Of course I know, the character set has to match. It's only possible to convert utf8 into latin1 if there are no signs stored in the column that are defined in utf8 and not in latin1.

But a warning or in strict mode an error would be help here.

How to repeat:
It's a feature request.

Suggested fix:
...
[24 Jun 2008 15:12] Susanne Ebrecht
That the file encoding depends on the column character set also is confusing.

A user expect that the files will be encoded to the encoding of the file system.

Means, when I configured my operating system that it should use UTF8 then I always expect UTF8 files as outfile. 

If I configured my operating system as ISO system then I expect ISO files.

Also and last but not least as user I want to have the choice.
[25 Jun 2008 10:28] Susanne Ebrecht
We discussed this problem again.

In our eyes this is not only a feature request.

This is a "wrong result" bug.

Usually, character_set_results should work here.

Example for CLI:
Use MySQL CLI, set your terminal to utf8:

SET NAMES UTF8;
CREATE DATABASE bug37610 CHARACTER SET UTF8;
USE bug37610
CREATE TABLE bug (id serial, t varchar(100));
INSERT INTO bug(t) VALUES ('ä');
SELECT LENGTH(t) FROM bug;

Result: 2

SELECT * FROM bug;
Result: ä

SET NAMES LATIN1;

SELECT LENGTH(t) FROM bug;

Result: 2

SELECT * FROM bug;

Result: ?

Switch terminal to ISO-8859-15:

SELECT * FROM bug;

Result: ä

As you can see, it works in CLI.

SET NAMES will change values of character_set_result and with this information the result will be converted into the character set that is wished for the result.

SELECT * FROM bug INTO OUTFILE 'bug37610test';

$ file var/bug37610/bug37610test 
var/bug37610/bug37610test: UTF-8 Unicode text

Terminal is still ISO:
$ less var/bug37610/bug37610test 
1       À

Switch terminal back to UTF8:
$ less var/bug37610/bug37610test 
1       ä

So the command file told the truth it is encoded in UTF8.

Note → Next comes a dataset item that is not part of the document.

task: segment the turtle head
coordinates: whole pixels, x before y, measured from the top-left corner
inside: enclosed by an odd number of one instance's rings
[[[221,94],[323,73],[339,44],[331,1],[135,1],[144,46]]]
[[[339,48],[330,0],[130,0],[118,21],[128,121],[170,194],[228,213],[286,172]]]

The set of character_set_result was ignored here.

Another test:
$ ./bin/mysql -e "set names latin1; select * from bug;" bug37610 > bug37610test2
$ file bug37610test2
bug37620test2: ISO-8859 text

It should doesn't matter if you will get the result on I/O or in CLI or into file. Also it should doesn't matter how you will get the result into the file the character_set_result should work in any case.

I mean it should not make a difference here if you say: SELECT ... INTO OUTFILE or make a shell redirection.